Egypt 2 Papyrus, Luxor Temple, My Garden Stitcheries

Welcome back to Egypt.

 On the boat we had towel sculptures daily.

 Minaret towers usually holding the speakers for the call to prayer.

 Traditional Felucca boat on the Nile.

 The top deck of our boat. We really appreciated the pool in 50c temperatures.

 Let me tell you about papyrus. It is a reed which had the outer stripped off. These strips can be woven for baskets like we would use willow.

 The inner is then cut into slices which are soaked in water. They feel slimey. You then layer them across and up and down on a felt mat.

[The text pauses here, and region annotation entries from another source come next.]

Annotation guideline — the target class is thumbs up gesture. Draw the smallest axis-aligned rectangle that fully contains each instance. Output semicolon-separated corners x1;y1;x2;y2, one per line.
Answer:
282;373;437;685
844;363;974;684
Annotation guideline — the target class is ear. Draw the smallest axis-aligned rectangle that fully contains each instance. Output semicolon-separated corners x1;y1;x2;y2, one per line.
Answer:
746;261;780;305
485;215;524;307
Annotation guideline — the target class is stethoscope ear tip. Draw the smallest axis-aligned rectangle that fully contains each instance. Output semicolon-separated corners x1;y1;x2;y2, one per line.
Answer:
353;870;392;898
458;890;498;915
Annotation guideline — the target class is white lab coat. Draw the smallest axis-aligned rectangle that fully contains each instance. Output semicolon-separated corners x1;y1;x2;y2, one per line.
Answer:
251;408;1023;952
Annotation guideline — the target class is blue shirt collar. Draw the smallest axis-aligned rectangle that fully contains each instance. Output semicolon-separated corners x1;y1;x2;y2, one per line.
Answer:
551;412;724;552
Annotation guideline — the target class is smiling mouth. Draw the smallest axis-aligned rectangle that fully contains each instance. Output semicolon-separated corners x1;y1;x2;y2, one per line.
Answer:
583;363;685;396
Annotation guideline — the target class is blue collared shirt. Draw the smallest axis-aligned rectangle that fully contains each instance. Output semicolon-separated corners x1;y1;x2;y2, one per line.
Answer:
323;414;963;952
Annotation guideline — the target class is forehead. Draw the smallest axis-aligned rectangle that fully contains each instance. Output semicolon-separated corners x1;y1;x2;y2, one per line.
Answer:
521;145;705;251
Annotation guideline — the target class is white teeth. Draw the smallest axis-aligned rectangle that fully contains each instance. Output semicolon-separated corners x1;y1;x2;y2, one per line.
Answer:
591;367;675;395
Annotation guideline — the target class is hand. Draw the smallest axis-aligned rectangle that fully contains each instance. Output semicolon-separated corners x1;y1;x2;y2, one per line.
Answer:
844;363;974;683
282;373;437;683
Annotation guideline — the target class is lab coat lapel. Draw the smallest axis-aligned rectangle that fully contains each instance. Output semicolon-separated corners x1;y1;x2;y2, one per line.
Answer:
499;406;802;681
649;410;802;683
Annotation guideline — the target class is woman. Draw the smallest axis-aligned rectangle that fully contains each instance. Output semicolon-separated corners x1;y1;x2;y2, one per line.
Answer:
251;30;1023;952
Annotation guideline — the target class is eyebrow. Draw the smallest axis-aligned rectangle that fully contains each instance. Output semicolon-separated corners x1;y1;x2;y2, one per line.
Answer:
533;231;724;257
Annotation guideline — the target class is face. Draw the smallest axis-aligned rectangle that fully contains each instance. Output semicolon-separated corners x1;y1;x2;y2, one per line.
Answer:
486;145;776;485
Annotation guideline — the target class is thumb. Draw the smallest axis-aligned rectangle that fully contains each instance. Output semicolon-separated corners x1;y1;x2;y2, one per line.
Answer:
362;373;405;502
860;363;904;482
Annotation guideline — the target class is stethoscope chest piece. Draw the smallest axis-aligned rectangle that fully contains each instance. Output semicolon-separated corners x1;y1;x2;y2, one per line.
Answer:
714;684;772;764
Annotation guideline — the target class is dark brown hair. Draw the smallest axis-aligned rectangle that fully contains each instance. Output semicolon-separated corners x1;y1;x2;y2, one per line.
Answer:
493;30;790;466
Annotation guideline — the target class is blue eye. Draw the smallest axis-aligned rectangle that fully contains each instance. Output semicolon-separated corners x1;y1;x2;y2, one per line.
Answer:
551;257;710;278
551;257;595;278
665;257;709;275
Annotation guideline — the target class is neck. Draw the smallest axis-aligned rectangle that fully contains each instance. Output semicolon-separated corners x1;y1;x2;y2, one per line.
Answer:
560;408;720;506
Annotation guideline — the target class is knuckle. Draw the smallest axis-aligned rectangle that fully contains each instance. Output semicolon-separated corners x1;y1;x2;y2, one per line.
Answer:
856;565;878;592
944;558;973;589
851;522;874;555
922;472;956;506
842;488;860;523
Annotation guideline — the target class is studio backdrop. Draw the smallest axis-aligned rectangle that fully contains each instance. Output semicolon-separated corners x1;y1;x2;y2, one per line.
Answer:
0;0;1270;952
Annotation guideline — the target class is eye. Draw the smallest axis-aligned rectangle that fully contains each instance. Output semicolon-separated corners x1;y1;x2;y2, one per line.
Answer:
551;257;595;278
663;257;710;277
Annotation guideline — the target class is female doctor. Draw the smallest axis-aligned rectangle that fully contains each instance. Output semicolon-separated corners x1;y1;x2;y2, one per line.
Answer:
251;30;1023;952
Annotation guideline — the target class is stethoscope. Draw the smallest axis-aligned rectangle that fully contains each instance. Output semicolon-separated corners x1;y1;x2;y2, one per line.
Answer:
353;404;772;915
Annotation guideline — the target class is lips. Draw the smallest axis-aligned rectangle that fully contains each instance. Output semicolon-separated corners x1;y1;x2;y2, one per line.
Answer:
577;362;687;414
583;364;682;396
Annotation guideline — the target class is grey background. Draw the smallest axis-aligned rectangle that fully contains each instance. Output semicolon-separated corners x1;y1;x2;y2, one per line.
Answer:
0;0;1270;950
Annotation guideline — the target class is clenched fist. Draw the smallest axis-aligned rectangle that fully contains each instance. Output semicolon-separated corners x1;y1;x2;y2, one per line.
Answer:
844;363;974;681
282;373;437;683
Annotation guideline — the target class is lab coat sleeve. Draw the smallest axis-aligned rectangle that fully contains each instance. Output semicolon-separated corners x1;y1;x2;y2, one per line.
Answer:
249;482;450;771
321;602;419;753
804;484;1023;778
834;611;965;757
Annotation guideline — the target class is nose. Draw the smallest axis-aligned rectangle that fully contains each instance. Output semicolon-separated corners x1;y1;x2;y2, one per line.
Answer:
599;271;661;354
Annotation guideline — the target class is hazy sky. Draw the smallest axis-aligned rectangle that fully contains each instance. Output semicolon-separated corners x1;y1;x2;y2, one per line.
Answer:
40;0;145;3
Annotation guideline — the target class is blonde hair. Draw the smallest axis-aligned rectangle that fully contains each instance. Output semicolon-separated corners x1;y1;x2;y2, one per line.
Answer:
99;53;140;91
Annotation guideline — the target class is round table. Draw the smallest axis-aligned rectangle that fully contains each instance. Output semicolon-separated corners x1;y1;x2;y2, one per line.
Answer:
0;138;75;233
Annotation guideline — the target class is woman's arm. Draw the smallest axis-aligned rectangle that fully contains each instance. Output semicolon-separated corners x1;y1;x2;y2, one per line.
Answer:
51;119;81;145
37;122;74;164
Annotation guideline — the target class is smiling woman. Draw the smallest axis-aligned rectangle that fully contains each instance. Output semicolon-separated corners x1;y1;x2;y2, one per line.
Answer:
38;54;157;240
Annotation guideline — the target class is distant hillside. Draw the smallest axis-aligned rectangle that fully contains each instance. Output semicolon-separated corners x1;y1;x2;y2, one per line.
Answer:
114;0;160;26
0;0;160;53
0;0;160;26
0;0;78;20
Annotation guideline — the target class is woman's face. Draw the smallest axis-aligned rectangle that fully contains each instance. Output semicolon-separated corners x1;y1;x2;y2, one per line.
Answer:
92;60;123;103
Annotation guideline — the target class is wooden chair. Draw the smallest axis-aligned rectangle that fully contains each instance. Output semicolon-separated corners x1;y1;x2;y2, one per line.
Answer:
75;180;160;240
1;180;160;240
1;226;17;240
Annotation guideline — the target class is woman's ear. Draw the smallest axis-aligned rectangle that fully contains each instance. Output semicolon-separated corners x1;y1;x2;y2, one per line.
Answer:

 Cover with another felt mat and press the water from it. When dried it forms a woven parchment surface which is then painted on like the pictures in the background.

 Now to Luxor Temple.

 Pharoah Ramasses II huge head.

 Wearing the double crown of upper and lower Egypt. I think these would’ve been painted originally.

 Closed papyrus columns.

 The real secret of this temple is that it is a temple of 3 religions. See that door way up there? That is the original door to the Mosque. No one knew of the pharonic remains below as the Nile had deposited layer upon layer of silt soil over the site during the annual floods.

 You want to know what the 3rd religion was don’t you? Well it was Christianity. Miraculously some of the Roman wall painting still survives in situ! This scene resembled The Last Supper. It is a shame that they removed a lot of the hieroglyphs on the site.

 A very Roman niche and columns with the remains of painted plaster.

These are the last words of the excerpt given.